Dans une déclaration publiée ce 18 mai 2026, le médecin congolais affirme qu’une souche rare du virus Ebola, contre laquelle il n’existe ni vaccin ni traitement, se propage actuellement en Ituri ainsi que dans les régions voisines, dans un contexte déjà marqué par les violences armées, les déplacements massifs de populations et la saturation des structures sanitaires.

« Depuis des décennies, je soigne des patients dans l’est de la République démocratique du Congo au cœur de conflits qui ont détruit les systèmes de santé mêmes, dont la population dépend pour survivre », écrit Denis Mukwege.
Le gynécologue congolais salue la rapidité avec laquelle l’Organisation mondiale de la santé (OMS) a déclaré cette situation comme une « Urgence de Santé Publique de Portée Internationale ». Toutefois, il estime que cette reconnaissance doit désormais être suivie d’actions concrètes sur le terrain.

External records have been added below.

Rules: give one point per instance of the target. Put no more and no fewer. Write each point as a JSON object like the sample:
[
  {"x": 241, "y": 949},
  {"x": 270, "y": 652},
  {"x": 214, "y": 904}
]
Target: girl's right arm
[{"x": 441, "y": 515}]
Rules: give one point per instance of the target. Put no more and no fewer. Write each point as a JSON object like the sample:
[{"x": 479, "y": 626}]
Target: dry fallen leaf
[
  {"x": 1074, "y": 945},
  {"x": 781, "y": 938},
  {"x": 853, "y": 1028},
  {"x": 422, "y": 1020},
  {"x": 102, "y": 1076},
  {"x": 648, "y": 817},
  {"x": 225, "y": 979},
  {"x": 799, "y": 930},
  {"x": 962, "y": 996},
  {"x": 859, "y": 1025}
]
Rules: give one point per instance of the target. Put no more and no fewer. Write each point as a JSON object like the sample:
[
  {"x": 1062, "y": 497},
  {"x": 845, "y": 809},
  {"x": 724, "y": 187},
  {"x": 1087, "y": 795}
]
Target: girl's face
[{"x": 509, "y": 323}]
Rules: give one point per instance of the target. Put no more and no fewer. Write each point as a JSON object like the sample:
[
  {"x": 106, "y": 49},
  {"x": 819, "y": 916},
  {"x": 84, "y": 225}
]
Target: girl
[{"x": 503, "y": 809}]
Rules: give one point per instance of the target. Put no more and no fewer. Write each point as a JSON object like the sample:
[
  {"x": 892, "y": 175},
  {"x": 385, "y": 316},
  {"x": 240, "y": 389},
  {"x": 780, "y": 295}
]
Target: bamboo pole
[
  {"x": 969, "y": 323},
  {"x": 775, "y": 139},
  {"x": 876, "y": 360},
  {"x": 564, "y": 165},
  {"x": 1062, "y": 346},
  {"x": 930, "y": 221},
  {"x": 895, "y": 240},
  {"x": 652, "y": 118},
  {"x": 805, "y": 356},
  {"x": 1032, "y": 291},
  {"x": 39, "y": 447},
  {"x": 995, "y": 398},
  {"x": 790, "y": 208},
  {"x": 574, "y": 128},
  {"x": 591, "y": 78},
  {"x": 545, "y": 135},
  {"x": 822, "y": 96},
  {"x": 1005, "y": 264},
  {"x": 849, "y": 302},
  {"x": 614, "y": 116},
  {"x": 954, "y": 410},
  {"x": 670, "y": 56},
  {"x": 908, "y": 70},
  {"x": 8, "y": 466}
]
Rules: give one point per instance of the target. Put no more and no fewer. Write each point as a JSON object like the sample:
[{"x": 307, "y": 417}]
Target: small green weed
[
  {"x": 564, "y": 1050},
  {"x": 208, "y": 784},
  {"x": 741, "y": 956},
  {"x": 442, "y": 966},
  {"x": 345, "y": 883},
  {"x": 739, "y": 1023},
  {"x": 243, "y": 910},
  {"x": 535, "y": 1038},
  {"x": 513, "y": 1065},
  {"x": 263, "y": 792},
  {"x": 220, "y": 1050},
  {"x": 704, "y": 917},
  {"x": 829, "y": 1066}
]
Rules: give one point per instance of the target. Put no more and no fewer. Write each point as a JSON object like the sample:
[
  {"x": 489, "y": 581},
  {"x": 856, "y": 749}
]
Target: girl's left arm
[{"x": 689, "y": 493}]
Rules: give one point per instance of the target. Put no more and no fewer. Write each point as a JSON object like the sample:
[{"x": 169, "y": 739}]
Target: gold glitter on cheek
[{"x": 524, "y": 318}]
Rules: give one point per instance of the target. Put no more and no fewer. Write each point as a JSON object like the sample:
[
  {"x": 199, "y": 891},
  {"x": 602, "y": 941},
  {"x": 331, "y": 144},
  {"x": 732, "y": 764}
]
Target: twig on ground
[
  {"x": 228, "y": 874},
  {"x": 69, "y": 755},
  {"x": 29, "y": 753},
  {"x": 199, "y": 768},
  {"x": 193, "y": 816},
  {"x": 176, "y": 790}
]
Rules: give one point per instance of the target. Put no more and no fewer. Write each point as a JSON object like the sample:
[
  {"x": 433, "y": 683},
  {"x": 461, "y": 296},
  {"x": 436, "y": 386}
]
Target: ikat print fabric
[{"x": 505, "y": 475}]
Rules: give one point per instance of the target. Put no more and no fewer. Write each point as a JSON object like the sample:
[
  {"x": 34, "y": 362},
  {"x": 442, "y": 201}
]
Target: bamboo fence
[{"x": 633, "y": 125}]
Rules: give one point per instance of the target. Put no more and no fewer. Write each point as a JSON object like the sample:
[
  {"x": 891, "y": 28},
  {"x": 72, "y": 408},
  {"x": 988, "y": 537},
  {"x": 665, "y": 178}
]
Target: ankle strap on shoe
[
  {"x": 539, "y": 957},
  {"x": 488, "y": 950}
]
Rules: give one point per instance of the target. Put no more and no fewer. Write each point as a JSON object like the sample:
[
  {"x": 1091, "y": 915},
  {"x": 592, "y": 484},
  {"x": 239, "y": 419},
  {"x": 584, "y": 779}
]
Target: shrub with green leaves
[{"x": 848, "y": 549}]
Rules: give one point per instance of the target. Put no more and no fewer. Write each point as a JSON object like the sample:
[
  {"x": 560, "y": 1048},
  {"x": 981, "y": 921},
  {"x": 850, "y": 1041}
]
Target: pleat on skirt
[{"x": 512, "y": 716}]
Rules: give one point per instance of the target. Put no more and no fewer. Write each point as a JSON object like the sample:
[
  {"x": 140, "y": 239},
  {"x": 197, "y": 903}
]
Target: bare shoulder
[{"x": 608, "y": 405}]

Dans son message, Denis Mukwege appelle notamment à un déploiement urgent des ressources humanitaires, à la protection des personnels soignants et à un soutien accru aux populations affectées en RDC et en Ouganda.
L’un des points majeurs de sa déclaration concerne la réouverture de l’aéroport international de Goma, qu’il considère comme essentielle pour faciliter l’acheminement de l’aide humanitaire dans les zones touchées par l’épidémie.
« Nous exhortons toutes les parties impliquées, y compris les forces d’occupation, à rouvrir l’aéroport international de Goma sans plus attendre afin de faciliter la réponse humanitaire et l’acheminement de l’aide », insiste-t-il.
Pour Denis Mukwege, cette épidémie démontre une nouvelle fois le lien direct entre les conflits armés et la fragilité des systèmes de santé en Afrique centrale. Il avertit que les pandémies deviennent inévitables lorsque les infrastructures sanitaires sont détruites et privées de financements.
Le Prix Nobel de la paix appelle également à renforcer durablement la surveillance épidémiologique, la recherche sur les vaccins et traitements d’urgence ainsi que la protection des travailleurs de la santé intervenant dans les zones de conflit.
« Aucun d’entre nous ne sera en sécurité tant que nous ne le serons pas tous », conclut-il, estimant que les personnels de santé en première ligne ne doivent pas affronter seuls cette nouvelle crise sanitaire.
Cette déclaration intervient alors que la Division provinciale de la santé de l’Ituri a récemment annoncé 513 cas suspects d’Ebola, 131 décès suspects et 30 cas déjà confirmés en laboratoire dans la province.